A Little More on What is a Minsky Moment
Minsky Moment was developed by Paul McCulley in 1998 to describe the Asian Debt Crisis of 1997. This crisis was caused as a result of the pressure on dollar-pegged Asian currencies by speculators which eventually cause the currencies to fall. After an existing increase in the market, retail and institutional investors may decide to take more credit during this promising market period which a sudden change in the market value can cause the market to fall. Hence, this is called a Minsky moment.
A leading example of this Minsky moment is the 2008 financial crisis. At the peak of this crisis, quite a substantial number of markets assumed their all-time lows which led to a selloff in assets to cover debts and higher default rates. This is referred to as margin calls.
Minsky Moment Catalysts and Effects
Minsky moment mostly occurs at a point where the market is in its flourishing period and investors take on credits. This flourishing time is referred to as the bull market. When this flourishing period extends over a long period of time, investors take more credit. This then affects prices by decreasing from over speculation which results in margin calls and higher levels of credit unpaid which also affects average borrowing rates across the market. A Minsky Moment is the very short moment the market experiences’ an extreme decrease which extends over a long time frame of instability in the market.
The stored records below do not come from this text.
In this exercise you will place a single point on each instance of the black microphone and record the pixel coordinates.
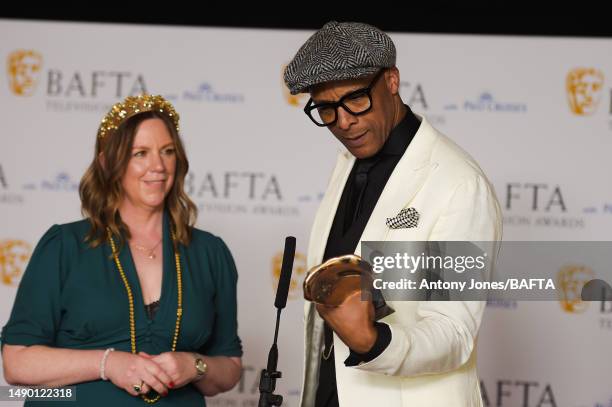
(285, 278)
(267, 379)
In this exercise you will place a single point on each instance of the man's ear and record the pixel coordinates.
(392, 80)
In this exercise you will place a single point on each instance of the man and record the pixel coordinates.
(396, 164)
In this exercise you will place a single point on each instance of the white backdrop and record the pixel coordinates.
(259, 167)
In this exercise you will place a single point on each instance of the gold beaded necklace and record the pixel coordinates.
(179, 307)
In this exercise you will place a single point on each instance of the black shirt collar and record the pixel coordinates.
(401, 135)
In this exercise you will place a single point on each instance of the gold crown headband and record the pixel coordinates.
(133, 105)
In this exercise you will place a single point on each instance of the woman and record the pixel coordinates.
(132, 305)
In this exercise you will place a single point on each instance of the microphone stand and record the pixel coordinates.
(267, 379)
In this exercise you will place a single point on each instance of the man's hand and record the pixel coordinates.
(353, 322)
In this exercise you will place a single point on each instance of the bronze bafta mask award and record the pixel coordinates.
(336, 279)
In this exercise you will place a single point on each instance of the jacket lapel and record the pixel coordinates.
(403, 184)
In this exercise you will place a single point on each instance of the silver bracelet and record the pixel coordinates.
(103, 363)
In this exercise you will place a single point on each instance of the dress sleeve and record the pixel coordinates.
(36, 312)
(224, 340)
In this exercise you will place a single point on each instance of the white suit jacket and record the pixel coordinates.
(431, 360)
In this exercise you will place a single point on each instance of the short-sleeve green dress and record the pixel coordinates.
(72, 296)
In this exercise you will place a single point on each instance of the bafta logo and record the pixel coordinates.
(584, 88)
(23, 67)
(570, 280)
(299, 270)
(14, 255)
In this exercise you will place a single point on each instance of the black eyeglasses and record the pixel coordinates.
(356, 103)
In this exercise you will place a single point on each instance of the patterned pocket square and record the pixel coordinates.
(407, 218)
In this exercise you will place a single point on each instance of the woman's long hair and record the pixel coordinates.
(102, 193)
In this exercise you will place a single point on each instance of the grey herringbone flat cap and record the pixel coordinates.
(339, 51)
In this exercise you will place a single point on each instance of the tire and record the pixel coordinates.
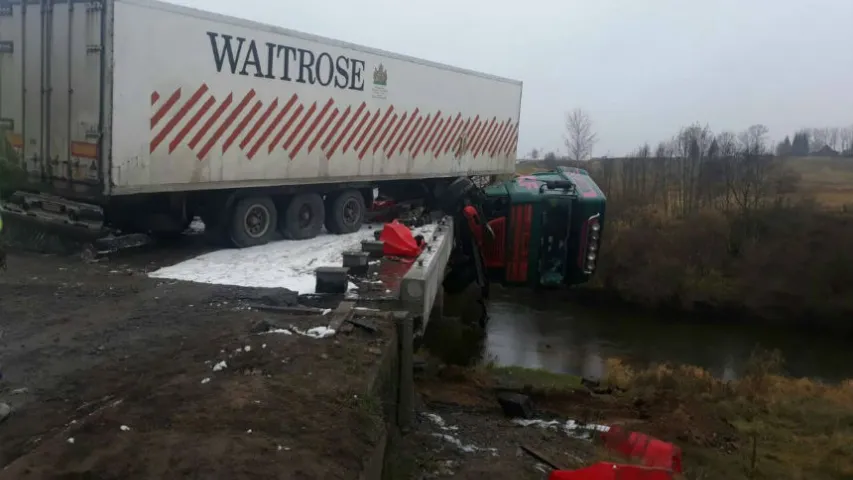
(345, 212)
(253, 222)
(303, 218)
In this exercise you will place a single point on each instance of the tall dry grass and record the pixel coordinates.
(783, 427)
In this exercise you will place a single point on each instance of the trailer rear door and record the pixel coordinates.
(51, 86)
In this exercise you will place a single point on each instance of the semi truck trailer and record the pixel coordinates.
(138, 115)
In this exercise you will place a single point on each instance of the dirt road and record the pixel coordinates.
(114, 375)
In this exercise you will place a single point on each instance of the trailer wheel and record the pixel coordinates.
(304, 216)
(253, 222)
(345, 212)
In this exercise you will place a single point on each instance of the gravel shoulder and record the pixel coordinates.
(111, 375)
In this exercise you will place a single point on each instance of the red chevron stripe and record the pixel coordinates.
(429, 136)
(464, 134)
(367, 130)
(375, 132)
(448, 142)
(500, 138)
(442, 134)
(161, 112)
(394, 134)
(209, 123)
(285, 127)
(241, 126)
(257, 126)
(335, 129)
(347, 129)
(299, 126)
(322, 131)
(513, 146)
(181, 113)
(509, 140)
(490, 148)
(475, 136)
(445, 137)
(385, 133)
(191, 124)
(487, 146)
(275, 122)
(403, 134)
(485, 134)
(226, 123)
(419, 134)
(311, 128)
(413, 132)
(503, 142)
(356, 131)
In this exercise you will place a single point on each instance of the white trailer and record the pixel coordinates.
(138, 114)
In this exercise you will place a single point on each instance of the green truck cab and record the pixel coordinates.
(546, 228)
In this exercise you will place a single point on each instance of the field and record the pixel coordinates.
(827, 180)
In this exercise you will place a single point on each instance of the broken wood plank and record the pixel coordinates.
(341, 314)
(540, 457)
(299, 310)
(362, 325)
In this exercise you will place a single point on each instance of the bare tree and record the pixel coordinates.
(832, 137)
(846, 135)
(550, 160)
(580, 137)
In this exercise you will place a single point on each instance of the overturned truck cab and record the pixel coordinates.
(542, 229)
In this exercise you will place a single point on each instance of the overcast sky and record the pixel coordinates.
(641, 68)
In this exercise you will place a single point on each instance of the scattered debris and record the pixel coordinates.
(363, 325)
(463, 447)
(280, 330)
(569, 427)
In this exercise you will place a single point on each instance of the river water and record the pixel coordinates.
(545, 330)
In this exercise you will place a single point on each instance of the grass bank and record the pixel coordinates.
(763, 426)
(741, 238)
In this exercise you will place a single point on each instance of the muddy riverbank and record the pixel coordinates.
(123, 376)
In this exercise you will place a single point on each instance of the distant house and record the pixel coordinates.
(826, 151)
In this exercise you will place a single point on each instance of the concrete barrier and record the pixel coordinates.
(420, 286)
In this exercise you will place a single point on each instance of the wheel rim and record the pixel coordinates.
(306, 216)
(352, 212)
(257, 221)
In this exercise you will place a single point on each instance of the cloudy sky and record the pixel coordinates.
(641, 68)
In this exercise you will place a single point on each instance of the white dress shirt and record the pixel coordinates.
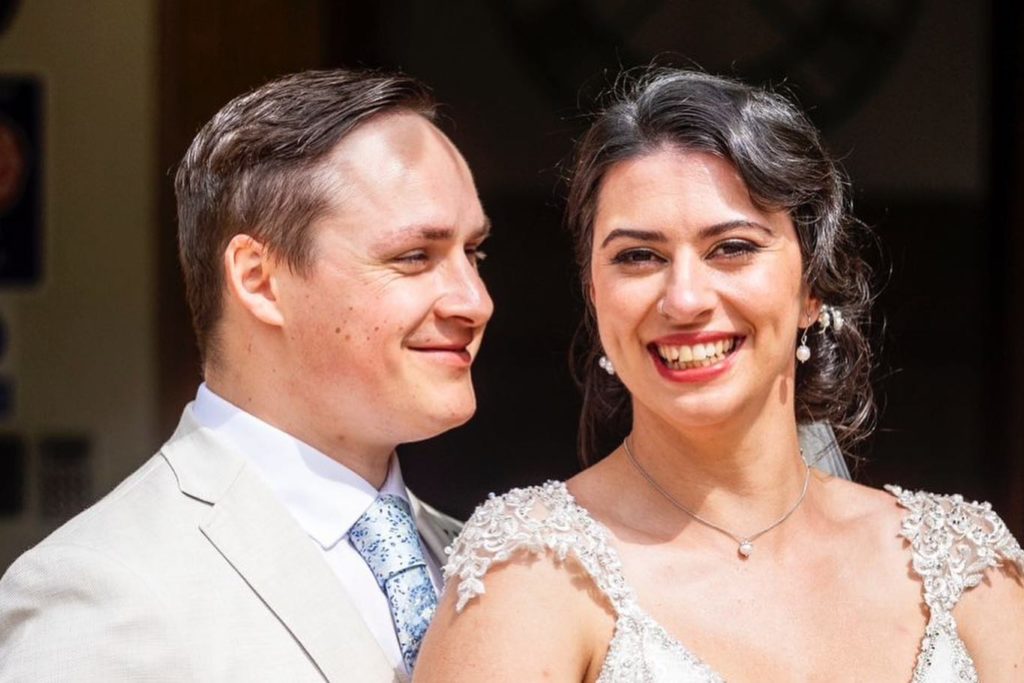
(325, 497)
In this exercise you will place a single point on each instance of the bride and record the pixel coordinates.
(728, 300)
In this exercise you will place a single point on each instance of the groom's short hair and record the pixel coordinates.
(253, 169)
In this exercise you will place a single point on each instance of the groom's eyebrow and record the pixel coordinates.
(631, 233)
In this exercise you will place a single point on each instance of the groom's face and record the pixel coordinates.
(384, 328)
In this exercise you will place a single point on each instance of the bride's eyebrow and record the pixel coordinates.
(631, 233)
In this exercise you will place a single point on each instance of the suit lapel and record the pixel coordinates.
(254, 532)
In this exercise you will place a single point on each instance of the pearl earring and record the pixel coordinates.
(804, 351)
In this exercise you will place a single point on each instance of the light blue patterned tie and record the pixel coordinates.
(386, 538)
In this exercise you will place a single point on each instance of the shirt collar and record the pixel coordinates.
(324, 496)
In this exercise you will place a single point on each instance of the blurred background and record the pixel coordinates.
(99, 98)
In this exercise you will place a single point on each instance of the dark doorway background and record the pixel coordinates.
(515, 77)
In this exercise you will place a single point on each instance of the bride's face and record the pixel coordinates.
(698, 292)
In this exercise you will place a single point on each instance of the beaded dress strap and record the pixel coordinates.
(538, 520)
(953, 543)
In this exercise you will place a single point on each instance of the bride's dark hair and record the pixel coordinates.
(779, 156)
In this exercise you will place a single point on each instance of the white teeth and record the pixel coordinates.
(697, 355)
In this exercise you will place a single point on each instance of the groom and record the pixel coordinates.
(329, 235)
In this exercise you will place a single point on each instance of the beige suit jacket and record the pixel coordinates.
(189, 570)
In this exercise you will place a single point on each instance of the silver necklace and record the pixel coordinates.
(745, 546)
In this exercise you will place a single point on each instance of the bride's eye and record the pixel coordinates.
(734, 249)
(637, 257)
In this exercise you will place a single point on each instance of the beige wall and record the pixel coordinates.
(84, 340)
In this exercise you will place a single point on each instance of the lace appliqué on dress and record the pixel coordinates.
(537, 520)
(543, 519)
(953, 543)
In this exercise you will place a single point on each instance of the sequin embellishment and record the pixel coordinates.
(547, 519)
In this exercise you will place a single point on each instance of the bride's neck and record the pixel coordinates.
(743, 472)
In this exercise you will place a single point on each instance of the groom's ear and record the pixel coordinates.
(249, 274)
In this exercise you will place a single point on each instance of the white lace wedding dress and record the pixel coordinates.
(952, 543)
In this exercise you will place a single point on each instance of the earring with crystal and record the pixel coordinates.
(830, 316)
(803, 351)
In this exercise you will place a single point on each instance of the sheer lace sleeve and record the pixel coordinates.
(953, 543)
(538, 520)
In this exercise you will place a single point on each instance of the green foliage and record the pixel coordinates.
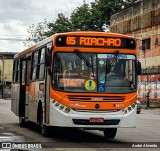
(93, 17)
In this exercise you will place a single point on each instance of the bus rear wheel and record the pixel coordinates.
(110, 133)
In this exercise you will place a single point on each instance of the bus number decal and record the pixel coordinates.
(88, 41)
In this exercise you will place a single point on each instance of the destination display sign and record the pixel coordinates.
(95, 41)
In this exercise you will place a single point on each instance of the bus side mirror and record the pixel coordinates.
(138, 67)
(48, 56)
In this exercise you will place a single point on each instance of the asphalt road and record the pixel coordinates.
(145, 135)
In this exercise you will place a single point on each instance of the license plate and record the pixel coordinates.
(96, 120)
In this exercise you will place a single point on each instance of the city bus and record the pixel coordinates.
(85, 80)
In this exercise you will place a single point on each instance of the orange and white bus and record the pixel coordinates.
(77, 79)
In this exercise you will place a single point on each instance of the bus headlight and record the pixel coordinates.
(129, 108)
(61, 107)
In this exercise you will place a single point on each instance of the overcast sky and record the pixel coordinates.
(17, 15)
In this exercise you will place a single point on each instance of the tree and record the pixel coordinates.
(36, 33)
(80, 18)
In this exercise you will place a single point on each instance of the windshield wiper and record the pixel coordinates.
(82, 57)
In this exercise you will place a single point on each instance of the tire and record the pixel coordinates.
(110, 133)
(22, 122)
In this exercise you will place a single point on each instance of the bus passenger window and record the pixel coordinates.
(23, 72)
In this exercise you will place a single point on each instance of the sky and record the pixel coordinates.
(17, 15)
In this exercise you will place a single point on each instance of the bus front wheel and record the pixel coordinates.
(44, 128)
(110, 132)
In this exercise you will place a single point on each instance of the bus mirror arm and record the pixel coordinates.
(138, 67)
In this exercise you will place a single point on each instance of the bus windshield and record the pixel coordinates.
(94, 72)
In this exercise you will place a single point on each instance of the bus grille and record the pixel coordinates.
(86, 122)
(97, 99)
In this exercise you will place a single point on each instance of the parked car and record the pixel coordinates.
(138, 107)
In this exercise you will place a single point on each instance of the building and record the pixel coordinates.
(6, 65)
(142, 21)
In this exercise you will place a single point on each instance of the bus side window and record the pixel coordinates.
(42, 64)
(14, 71)
(23, 72)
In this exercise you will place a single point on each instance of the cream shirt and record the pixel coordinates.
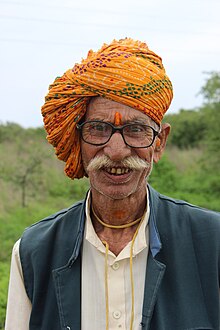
(93, 283)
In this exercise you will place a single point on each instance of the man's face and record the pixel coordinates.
(109, 181)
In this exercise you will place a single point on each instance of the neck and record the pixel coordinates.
(118, 212)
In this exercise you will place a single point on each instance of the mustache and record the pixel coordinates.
(131, 162)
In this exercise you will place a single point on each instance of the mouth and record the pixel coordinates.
(117, 170)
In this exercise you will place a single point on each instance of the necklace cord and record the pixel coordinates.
(140, 220)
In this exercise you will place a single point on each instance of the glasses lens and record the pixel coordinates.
(96, 132)
(137, 135)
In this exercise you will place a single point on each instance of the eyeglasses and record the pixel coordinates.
(98, 132)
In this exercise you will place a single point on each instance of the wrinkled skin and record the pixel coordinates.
(119, 199)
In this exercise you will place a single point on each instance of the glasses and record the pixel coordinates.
(98, 132)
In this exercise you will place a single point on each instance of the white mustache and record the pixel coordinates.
(132, 163)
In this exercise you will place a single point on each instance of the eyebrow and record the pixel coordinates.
(135, 120)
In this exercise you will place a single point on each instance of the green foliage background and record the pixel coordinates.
(33, 184)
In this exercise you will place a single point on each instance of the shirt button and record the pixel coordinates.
(116, 265)
(117, 314)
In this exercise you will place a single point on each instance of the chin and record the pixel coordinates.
(116, 193)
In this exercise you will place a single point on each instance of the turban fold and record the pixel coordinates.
(125, 71)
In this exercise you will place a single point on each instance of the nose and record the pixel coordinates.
(116, 149)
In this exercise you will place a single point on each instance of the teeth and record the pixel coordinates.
(117, 170)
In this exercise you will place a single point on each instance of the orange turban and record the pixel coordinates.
(125, 71)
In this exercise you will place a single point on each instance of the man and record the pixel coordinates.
(126, 257)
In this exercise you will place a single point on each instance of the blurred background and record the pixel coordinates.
(41, 39)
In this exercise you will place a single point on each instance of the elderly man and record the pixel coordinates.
(126, 257)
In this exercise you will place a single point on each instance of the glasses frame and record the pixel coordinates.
(114, 130)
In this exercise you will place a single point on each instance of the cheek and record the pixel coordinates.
(146, 154)
(88, 152)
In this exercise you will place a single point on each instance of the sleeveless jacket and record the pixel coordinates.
(182, 275)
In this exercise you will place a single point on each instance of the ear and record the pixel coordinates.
(160, 143)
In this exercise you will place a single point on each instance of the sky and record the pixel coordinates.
(41, 39)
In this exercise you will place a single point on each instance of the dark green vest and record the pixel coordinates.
(182, 276)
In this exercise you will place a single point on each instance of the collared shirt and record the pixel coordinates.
(119, 281)
(93, 287)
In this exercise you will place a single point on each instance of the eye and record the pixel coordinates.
(135, 129)
(97, 128)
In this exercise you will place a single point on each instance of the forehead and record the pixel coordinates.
(100, 108)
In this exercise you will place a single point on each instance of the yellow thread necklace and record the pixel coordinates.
(140, 220)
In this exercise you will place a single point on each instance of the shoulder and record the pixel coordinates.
(180, 212)
(49, 228)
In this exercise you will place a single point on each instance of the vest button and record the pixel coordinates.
(116, 265)
(117, 314)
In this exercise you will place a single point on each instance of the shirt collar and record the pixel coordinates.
(141, 240)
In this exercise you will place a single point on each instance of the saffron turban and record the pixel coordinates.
(125, 71)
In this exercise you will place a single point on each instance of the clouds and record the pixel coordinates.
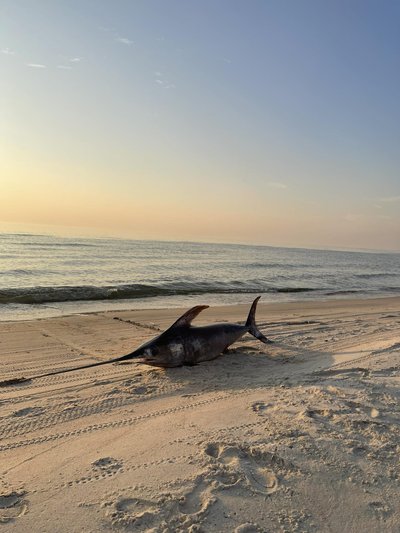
(390, 199)
(36, 65)
(276, 185)
(124, 40)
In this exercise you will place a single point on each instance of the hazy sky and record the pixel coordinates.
(270, 121)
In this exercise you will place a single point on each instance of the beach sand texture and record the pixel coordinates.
(301, 435)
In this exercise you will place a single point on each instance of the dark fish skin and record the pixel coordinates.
(184, 344)
(191, 345)
(181, 344)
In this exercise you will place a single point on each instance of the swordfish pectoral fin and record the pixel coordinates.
(186, 318)
(251, 324)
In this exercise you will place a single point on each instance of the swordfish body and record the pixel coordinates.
(184, 344)
(181, 344)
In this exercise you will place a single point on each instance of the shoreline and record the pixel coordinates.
(263, 438)
(83, 307)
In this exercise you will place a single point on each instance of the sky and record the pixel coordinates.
(270, 122)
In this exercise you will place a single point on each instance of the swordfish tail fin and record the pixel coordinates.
(251, 323)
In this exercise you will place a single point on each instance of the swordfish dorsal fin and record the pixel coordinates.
(186, 318)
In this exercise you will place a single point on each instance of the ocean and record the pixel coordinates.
(44, 275)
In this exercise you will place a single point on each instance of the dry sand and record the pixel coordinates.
(302, 435)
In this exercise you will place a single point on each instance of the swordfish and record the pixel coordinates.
(181, 344)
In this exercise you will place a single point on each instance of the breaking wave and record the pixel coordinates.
(39, 295)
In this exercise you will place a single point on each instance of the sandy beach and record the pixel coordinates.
(301, 435)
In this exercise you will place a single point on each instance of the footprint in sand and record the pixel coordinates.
(107, 464)
(29, 411)
(198, 499)
(12, 505)
(137, 512)
(254, 466)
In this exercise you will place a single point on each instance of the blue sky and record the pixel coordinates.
(273, 122)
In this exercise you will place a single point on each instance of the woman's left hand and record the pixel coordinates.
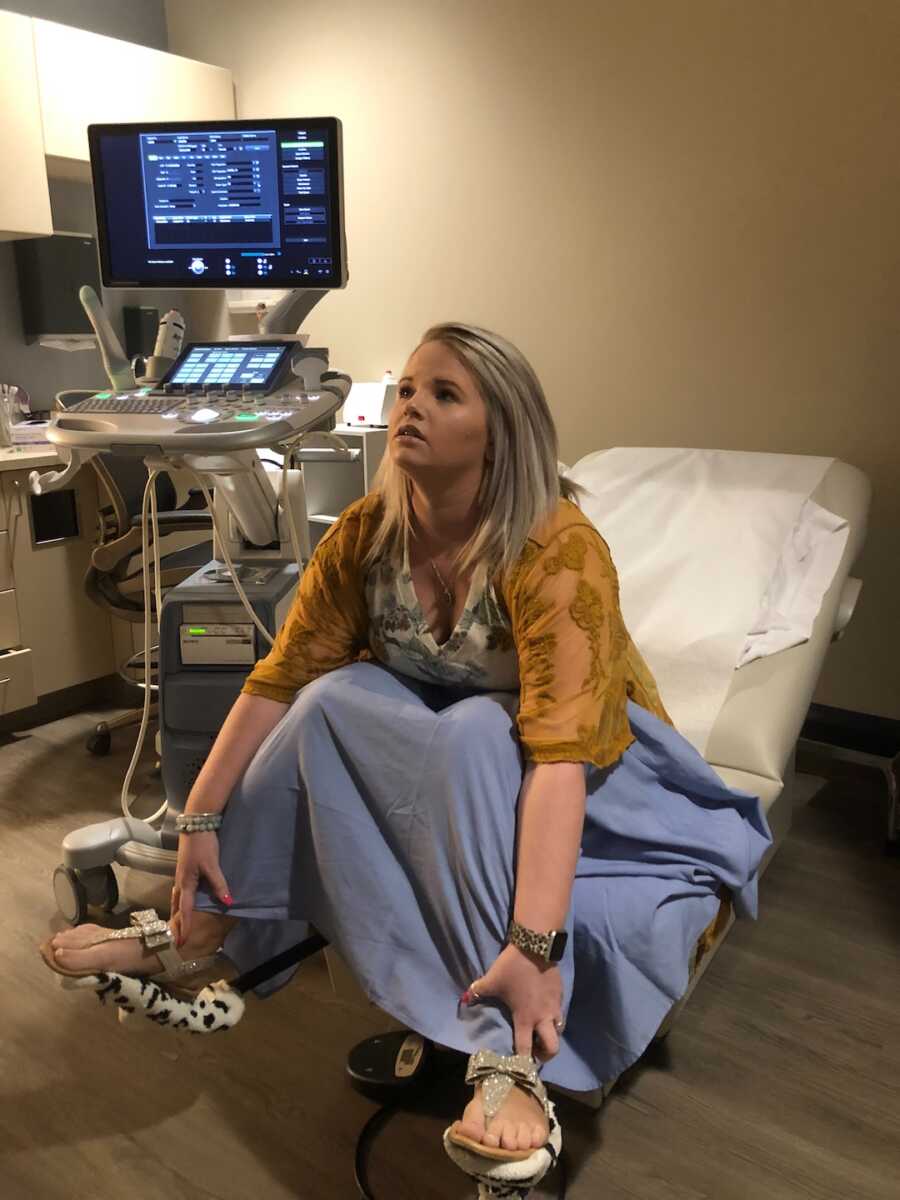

For example, an investor who borrows funds to invest while the market is in its prosperous time, at a point in time, If the market comes down a bit, leveraged assets might not be able to account for the debts taken to acquire them. And when the lenders start requesting for the repayment of the debts, Speculative assets owned by the investors are difficult to sell, eventually, investors start selling less speculative ones to repay the loans. The sale of these investments results in the general fall of the market. In this scenario, the market is in a Minsky moment, hence the demand for cash flow is high and there is a need for the country’s central bank to assist in cash flow problems.
The international monetary fund in 2017 issued a global warning about an impending Minsky Moment. This is a result of an increased level of debts globally which may cause this moment to occur. Also in China, financial experts warned over an impending Minsky moment which may be caused by an increased level in debts. They warned that if debts continue to increase and equity market valuations continue their bullish trend, Minsky moment is inevitable. While a decline in the market activities has not occurred, the debt level has been very high following the recovery from the 2008 Minsky moment.